After signing his two-year deal in 2019, Wright's plan was to play his 10th NFL season, then see what he wanted to do next.
"I got to 10, and 10 looked really good," he said. "So, OK, let's keep looking good. I'm having fun, I love this city, I love this team, so let's make it happen."
As always, general manager John Schneider and Carroll will factor in Wright's intangibles when determining how far to go to re-sign him. As always, they'll have other players to pay. They're hoping to extend strong safety Jamal Adams this offseason, but it could take a record-setting amount of money to do so. Cornerback Shaquill Griffin and running back Chris Carson are two other free agents who could command big deals.
Wright wants a deal commensurate with his recent production, according to a report from Josina Anderson. Translation: he's not interested in giving the Seahawks a discount from what other teams might offer him on the open market. Wright made $6.75 million per season on his 2014 extension and $7.75 million APY on his 2019 deal, which he maxed out by hitting a playing-time escalator for appearing in every game.
Here's where it could get tricky.
The Seahawks kept Wright on the field with Bobby Wagner in nickel situations this season, as they've traditionally done. That meant subbing out first-round pick Jordyn Brooks. Wright averaged 62 snaps per game (86% overall), according to Pro Football Reference. That was twice as many as Brooks did in 11 full games as a starter once he took over on the weak side.
The Seahawks' coaching staff valued Wright's experience over Brooks' speed and stuck with the veteran on third down. But they didn't draft Brooks No. 27 overall to keep him on the sideline for more than half of their defensive plays. If they want to play Brooks more in Year 2, that would come at Wright's expense and could impact how much they're willing to pay him.

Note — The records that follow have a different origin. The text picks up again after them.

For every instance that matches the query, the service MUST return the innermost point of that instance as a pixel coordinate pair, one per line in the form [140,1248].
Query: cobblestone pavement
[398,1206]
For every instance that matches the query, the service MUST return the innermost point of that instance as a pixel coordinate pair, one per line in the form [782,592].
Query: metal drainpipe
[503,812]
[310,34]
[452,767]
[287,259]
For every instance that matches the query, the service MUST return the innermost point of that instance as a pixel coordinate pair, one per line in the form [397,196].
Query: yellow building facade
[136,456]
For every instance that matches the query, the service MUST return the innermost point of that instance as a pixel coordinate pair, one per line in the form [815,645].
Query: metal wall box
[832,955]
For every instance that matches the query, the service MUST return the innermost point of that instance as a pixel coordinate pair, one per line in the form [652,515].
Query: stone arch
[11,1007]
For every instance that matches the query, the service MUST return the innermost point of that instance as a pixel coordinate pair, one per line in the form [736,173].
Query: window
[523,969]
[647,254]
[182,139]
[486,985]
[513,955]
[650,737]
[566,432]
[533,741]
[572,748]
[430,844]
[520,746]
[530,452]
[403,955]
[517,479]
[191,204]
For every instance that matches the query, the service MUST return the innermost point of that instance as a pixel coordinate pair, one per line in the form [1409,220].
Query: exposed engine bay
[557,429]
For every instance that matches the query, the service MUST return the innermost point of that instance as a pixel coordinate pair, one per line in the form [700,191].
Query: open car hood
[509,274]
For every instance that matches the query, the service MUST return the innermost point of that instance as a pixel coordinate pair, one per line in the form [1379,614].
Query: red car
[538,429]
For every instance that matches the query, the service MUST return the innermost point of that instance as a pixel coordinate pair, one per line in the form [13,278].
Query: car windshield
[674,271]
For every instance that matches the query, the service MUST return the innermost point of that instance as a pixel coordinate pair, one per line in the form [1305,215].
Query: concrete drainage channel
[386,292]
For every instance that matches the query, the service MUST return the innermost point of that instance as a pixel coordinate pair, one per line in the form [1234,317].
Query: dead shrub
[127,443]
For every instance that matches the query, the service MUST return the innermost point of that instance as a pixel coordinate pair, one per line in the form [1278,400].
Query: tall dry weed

"That's up to Pete and John," Wright said of his prospects for returning in 2021. "They know how much I mean to this team. They know that I'm a baller, they know I'm a great teammate, a great leader and it would be a great investment -- in my opinion -- if they invest in K.J. and to bring him back into the building. You get what you pay for and I bring a lot to the table still."
Wagner and Wright, the last men standing from Seattle's Legion of Boom-era defense, are respectively first and third in tackles in franchise history. Wagner has said more than once he wants them to end their careers atop that list. By the team's count, Wright is only 50 tackles behind Eugene Robinson for second place, so another season with Seattle and Wagner could have his wish.
"I think what he's been able to do has been extremely impressive," Wagner said. "I think he had a pretty crazy injury [in 2018], then to come back to have one of his best seasons and then to play even better the following year with his position change, things like that, I think it just shows his versatility, it shows how smart he is, it shows how much he cares about everybody in the building. He's just a great person, a great leader and definitely feel like he's somebody that needs to be back next year, and I look forward to seeing him back."